Police broadcast over their radios that a suspect was in custody at 9:25 a.m., five minutes after Hernandez was shot in the chest. That’s when Long checked on Hernandez several times, repeatedly telling officers who came by from various agencies that he was dead, according to one of the law enforcement officials.
Officers from multiple agencies bent down to check on Hernandez before moving on; no officers rendered first aid on scene, according to surveillance video reviewed by the officials.
Airport police who came to check on Hernandez after attending to other victims were told by Long, “He’s dead,” McClain said.
“‘What do you mean he’s dead?'” an airport officer replied, according to McClain. “‘If he’s dead, whatever, we can’t make that determination.'”
After the airport officer found what he thought was a faint pulse, he took Hernandez in a wheelchair to an ambulance, said McClain, who gathered his account by talking to the airport officers involved.
Trauma surgeon David Plurad said Hernandez had no signs of life when he arrived at Harbor-UCLA Medical Center. Doctors worked for about an hour to revive him despite significant blood loss.
It’s not known when Hernandez died or if immediate medical attention could have saved his life, but McClain said unless a person is decapitated, it must be up to a doctor to declare someone dead.
It’s also unclear how the officer determined Hernandez was dead or if he was qualified to do so. Long refused to comment.
The LAPD said it would investigate whether the officer hindered efforts to rescue Hernandez.
“Anytime anybody makes an allegation against one of our officers we have to investigate it, so of course we’ll look into it,” said LAPD Cmdr.
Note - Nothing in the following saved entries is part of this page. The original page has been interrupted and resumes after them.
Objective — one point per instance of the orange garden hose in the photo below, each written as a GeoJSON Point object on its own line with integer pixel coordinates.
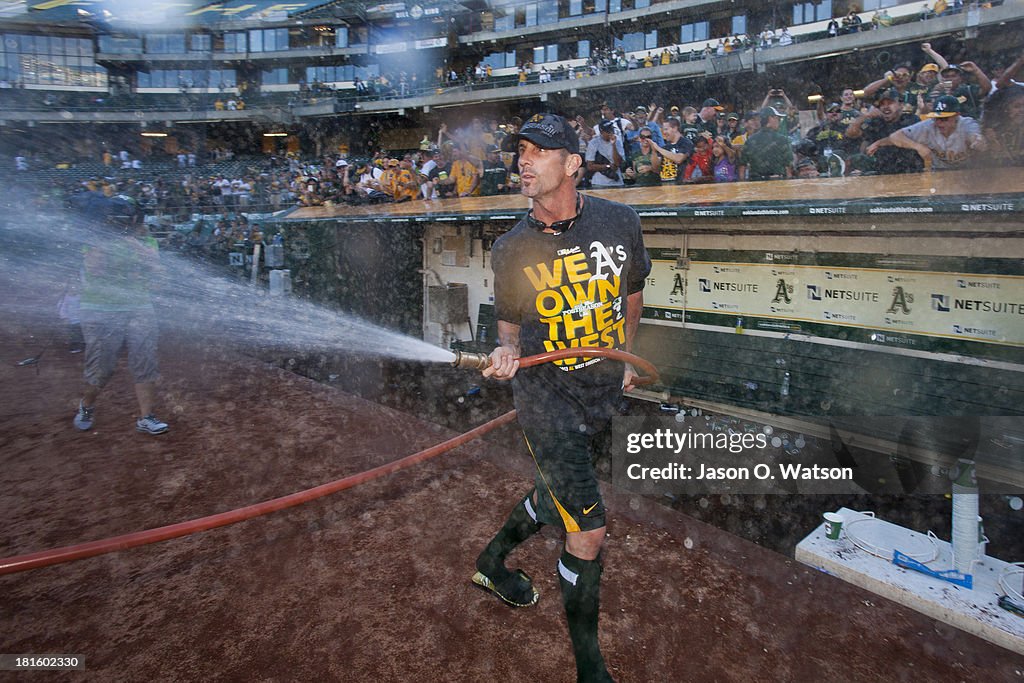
{"type": "Point", "coordinates": [93, 548]}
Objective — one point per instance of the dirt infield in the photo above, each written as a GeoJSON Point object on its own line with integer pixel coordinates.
{"type": "Point", "coordinates": [372, 584]}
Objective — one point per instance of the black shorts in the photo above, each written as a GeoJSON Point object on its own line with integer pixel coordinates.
{"type": "Point", "coordinates": [567, 492]}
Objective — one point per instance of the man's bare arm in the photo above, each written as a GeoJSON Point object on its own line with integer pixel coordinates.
{"type": "Point", "coordinates": [505, 358]}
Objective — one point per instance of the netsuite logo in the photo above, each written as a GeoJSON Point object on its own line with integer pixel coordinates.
{"type": "Point", "coordinates": [940, 302]}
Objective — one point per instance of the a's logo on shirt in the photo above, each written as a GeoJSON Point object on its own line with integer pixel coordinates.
{"type": "Point", "coordinates": [581, 300]}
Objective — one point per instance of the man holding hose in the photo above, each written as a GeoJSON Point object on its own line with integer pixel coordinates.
{"type": "Point", "coordinates": [570, 273]}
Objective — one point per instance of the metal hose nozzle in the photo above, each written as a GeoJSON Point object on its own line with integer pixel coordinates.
{"type": "Point", "coordinates": [468, 360]}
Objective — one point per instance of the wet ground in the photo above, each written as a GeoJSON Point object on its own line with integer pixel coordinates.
{"type": "Point", "coordinates": [460, 399]}
{"type": "Point", "coordinates": [372, 584]}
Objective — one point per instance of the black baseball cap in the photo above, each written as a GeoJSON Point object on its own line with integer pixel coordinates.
{"type": "Point", "coordinates": [549, 131]}
{"type": "Point", "coordinates": [944, 107]}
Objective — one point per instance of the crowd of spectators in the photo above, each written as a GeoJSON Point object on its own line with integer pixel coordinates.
{"type": "Point", "coordinates": [934, 115]}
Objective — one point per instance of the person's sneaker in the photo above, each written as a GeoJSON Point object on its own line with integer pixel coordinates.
{"type": "Point", "coordinates": [151, 425]}
{"type": "Point", "coordinates": [516, 588]}
{"type": "Point", "coordinates": [83, 419]}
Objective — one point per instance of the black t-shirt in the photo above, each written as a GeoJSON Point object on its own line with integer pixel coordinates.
{"type": "Point", "coordinates": [570, 290]}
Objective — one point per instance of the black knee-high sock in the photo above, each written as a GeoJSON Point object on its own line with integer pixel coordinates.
{"type": "Point", "coordinates": [520, 524]}
{"type": "Point", "coordinates": [581, 582]}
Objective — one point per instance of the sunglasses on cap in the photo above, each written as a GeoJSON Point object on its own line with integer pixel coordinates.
{"type": "Point", "coordinates": [558, 226]}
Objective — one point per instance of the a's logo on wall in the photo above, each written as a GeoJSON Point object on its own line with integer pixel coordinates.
{"type": "Point", "coordinates": [782, 292]}
{"type": "Point", "coordinates": [901, 302]}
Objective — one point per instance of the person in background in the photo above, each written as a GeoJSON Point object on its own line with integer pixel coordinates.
{"type": "Point", "coordinates": [881, 121]}
{"type": "Point", "coordinates": [604, 157]}
{"type": "Point", "coordinates": [116, 308]}
{"type": "Point", "coordinates": [493, 173]}
{"type": "Point", "coordinates": [698, 166]}
{"type": "Point", "coordinates": [675, 153]}
{"type": "Point", "coordinates": [645, 167]}
{"type": "Point", "coordinates": [724, 161]}
{"type": "Point", "coordinates": [767, 154]}
{"type": "Point", "coordinates": [1003, 125]}
{"type": "Point", "coordinates": [944, 139]}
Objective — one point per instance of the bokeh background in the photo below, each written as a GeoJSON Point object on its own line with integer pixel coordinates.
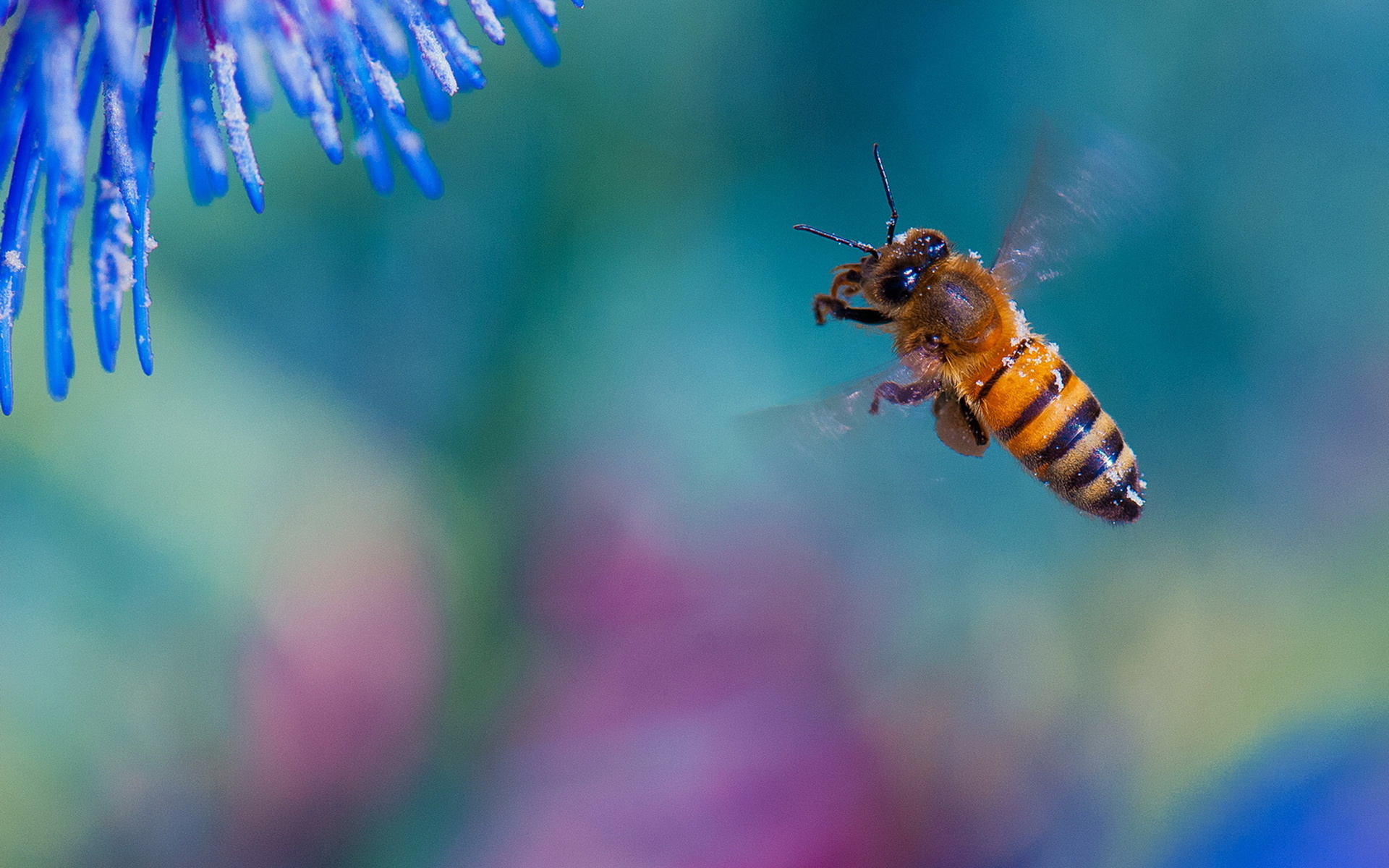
{"type": "Point", "coordinates": [435, 538]}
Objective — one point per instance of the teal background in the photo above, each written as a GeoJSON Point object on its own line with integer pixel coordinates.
{"type": "Point", "coordinates": [608, 282]}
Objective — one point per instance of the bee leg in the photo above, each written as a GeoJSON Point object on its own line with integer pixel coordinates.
{"type": "Point", "coordinates": [833, 306]}
{"type": "Point", "coordinates": [848, 281]}
{"type": "Point", "coordinates": [904, 393]}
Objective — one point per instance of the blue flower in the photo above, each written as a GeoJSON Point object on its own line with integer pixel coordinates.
{"type": "Point", "coordinates": [320, 51]}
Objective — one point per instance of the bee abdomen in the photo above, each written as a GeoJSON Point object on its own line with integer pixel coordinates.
{"type": "Point", "coordinates": [1053, 424]}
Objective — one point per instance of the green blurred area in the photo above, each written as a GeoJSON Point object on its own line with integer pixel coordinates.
{"type": "Point", "coordinates": [611, 274]}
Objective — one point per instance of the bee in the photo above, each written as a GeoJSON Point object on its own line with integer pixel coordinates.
{"type": "Point", "coordinates": [967, 347]}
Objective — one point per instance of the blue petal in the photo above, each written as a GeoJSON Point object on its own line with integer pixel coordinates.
{"type": "Point", "coordinates": [436, 102]}
{"type": "Point", "coordinates": [113, 273]}
{"type": "Point", "coordinates": [14, 244]}
{"type": "Point", "coordinates": [535, 33]}
{"type": "Point", "coordinates": [235, 122]}
{"type": "Point", "coordinates": [203, 155]}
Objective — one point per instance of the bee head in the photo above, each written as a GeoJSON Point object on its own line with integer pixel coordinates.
{"type": "Point", "coordinates": [892, 274]}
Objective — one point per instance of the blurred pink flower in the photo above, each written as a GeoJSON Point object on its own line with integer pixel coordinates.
{"type": "Point", "coordinates": [687, 712]}
{"type": "Point", "coordinates": [338, 692]}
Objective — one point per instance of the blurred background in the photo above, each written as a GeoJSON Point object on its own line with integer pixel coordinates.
{"type": "Point", "coordinates": [435, 539]}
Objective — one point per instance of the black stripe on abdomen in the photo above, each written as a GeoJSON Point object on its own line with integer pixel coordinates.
{"type": "Point", "coordinates": [1043, 399]}
{"type": "Point", "coordinates": [1105, 456]}
{"type": "Point", "coordinates": [1066, 436]}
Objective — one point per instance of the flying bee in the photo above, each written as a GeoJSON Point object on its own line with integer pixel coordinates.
{"type": "Point", "coordinates": [964, 345]}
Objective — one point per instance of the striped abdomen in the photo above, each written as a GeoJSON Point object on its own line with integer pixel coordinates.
{"type": "Point", "coordinates": [1050, 421]}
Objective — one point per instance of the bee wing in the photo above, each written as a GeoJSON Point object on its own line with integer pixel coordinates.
{"type": "Point", "coordinates": [841, 412]}
{"type": "Point", "coordinates": [1082, 190]}
{"type": "Point", "coordinates": [957, 427]}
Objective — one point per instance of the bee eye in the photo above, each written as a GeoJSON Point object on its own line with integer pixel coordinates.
{"type": "Point", "coordinates": [898, 286]}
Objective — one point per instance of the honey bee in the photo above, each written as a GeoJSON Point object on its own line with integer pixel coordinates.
{"type": "Point", "coordinates": [964, 346]}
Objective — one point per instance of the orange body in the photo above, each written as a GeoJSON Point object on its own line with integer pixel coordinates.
{"type": "Point", "coordinates": [1031, 400]}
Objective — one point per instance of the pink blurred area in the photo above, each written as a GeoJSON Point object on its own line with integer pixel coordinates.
{"type": "Point", "coordinates": [687, 709]}
{"type": "Point", "coordinates": [700, 700]}
{"type": "Point", "coordinates": [338, 691]}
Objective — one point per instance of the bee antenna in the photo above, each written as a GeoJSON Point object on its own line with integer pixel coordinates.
{"type": "Point", "coordinates": [868, 249]}
{"type": "Point", "coordinates": [892, 224]}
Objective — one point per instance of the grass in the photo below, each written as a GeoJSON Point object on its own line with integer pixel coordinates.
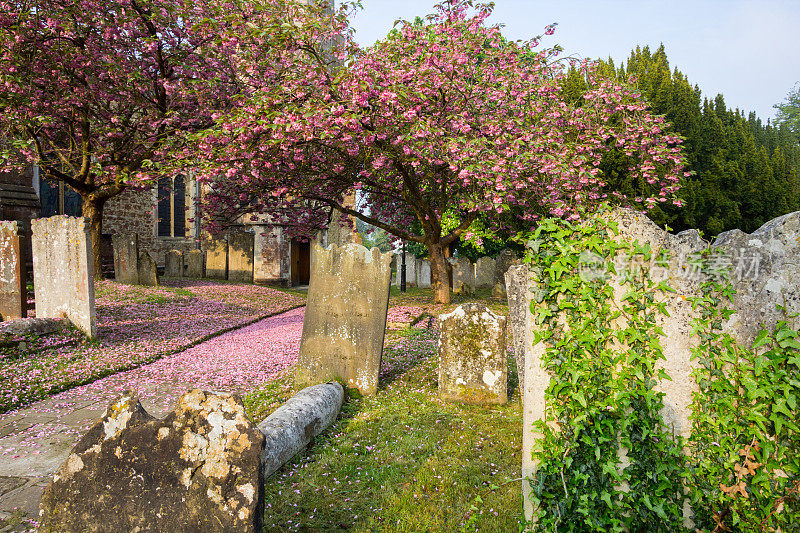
{"type": "Point", "coordinates": [402, 460]}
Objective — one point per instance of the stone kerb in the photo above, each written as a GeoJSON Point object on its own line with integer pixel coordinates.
{"type": "Point", "coordinates": [463, 274]}
{"type": "Point", "coordinates": [473, 367]}
{"type": "Point", "coordinates": [240, 257]}
{"type": "Point", "coordinates": [345, 320]}
{"type": "Point", "coordinates": [13, 291]}
{"type": "Point", "coordinates": [173, 264]}
{"type": "Point", "coordinates": [484, 273]}
{"type": "Point", "coordinates": [62, 271]}
{"type": "Point", "coordinates": [126, 258]}
{"type": "Point", "coordinates": [217, 259]}
{"type": "Point", "coordinates": [194, 264]}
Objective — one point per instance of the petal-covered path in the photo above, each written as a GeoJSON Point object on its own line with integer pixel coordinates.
{"type": "Point", "coordinates": [35, 440]}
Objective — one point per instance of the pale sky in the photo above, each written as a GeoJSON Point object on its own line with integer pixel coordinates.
{"type": "Point", "coordinates": [747, 50]}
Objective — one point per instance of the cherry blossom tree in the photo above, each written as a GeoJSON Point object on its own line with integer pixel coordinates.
{"type": "Point", "coordinates": [95, 91]}
{"type": "Point", "coordinates": [443, 122]}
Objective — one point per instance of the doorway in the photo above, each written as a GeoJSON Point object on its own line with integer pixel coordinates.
{"type": "Point", "coordinates": [301, 262]}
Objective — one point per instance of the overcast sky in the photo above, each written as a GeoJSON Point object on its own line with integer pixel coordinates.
{"type": "Point", "coordinates": [747, 50]}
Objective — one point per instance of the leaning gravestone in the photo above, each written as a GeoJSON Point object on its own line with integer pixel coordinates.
{"type": "Point", "coordinates": [198, 469]}
{"type": "Point", "coordinates": [411, 269]}
{"type": "Point", "coordinates": [516, 287]}
{"type": "Point", "coordinates": [473, 366]}
{"type": "Point", "coordinates": [194, 264]}
{"type": "Point", "coordinates": [126, 258]}
{"type": "Point", "coordinates": [62, 271]}
{"type": "Point", "coordinates": [216, 259]}
{"type": "Point", "coordinates": [173, 264]}
{"type": "Point", "coordinates": [503, 262]}
{"type": "Point", "coordinates": [463, 275]}
{"type": "Point", "coordinates": [240, 257]}
{"type": "Point", "coordinates": [345, 321]}
{"type": "Point", "coordinates": [484, 273]}
{"type": "Point", "coordinates": [13, 293]}
{"type": "Point", "coordinates": [148, 273]}
{"type": "Point", "coordinates": [424, 273]}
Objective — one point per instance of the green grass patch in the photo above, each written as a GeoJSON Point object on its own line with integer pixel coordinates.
{"type": "Point", "coordinates": [402, 460]}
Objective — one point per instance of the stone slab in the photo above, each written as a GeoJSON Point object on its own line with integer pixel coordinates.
{"type": "Point", "coordinates": [173, 264]}
{"type": "Point", "coordinates": [198, 469]}
{"type": "Point", "coordinates": [240, 257]}
{"type": "Point", "coordinates": [217, 259]}
{"type": "Point", "coordinates": [63, 271]}
{"type": "Point", "coordinates": [473, 366]}
{"type": "Point", "coordinates": [194, 264]}
{"type": "Point", "coordinates": [345, 320]}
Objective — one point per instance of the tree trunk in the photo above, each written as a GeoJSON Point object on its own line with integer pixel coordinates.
{"type": "Point", "coordinates": [93, 210]}
{"type": "Point", "coordinates": [439, 278]}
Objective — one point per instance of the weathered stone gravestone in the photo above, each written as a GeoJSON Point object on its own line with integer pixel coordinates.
{"type": "Point", "coordinates": [198, 469]}
{"type": "Point", "coordinates": [516, 287]}
{"type": "Point", "coordinates": [173, 264]}
{"type": "Point", "coordinates": [216, 259]}
{"type": "Point", "coordinates": [411, 269]}
{"type": "Point", "coordinates": [424, 273]}
{"type": "Point", "coordinates": [126, 258]}
{"type": "Point", "coordinates": [463, 275]}
{"type": "Point", "coordinates": [194, 264]}
{"type": "Point", "coordinates": [148, 273]}
{"type": "Point", "coordinates": [240, 257]}
{"type": "Point", "coordinates": [13, 291]}
{"type": "Point", "coordinates": [345, 319]}
{"type": "Point", "coordinates": [502, 263]}
{"type": "Point", "coordinates": [473, 366]}
{"type": "Point", "coordinates": [764, 271]}
{"type": "Point", "coordinates": [62, 271]}
{"type": "Point", "coordinates": [484, 273]}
Andrew Smith, the department spokesman.
American Federation of Government Employees National President J. David Cox Sr. issued the following statement in response to the report:
“I am appalled that Officer Hernandez was left unattended for 33 minutes after the brutal attack he suffered. In the heat of the moment there will always be an element of confusion, but 33 minutes is absolutely unacceptable. If someone had gotten to him earlier, this could have been a survival story. Instead a wife is left without a husband, children without a father, and co-workers without one of their beloved comrades.
“We need a serious re-examination of TSA’s screening area security policies to stop the next tragedy before it happens. The inconsistent patchwork of local law enforcement and security protocols simply won’t get the job done. We need a dedicated TSA law enforcement unit tasked with protecting transportation security officers and the flying public around our vulnerable screening areas. An immediate threat requires an immediate response, and we can’t afford to be taken off-guard again.”
Representatives of the LAPD, Los Angeles Fire Department and airport police said they couldn’t comment on the investigation into the delay in the declaring the airport safe for rescuers until extensive reports are finished.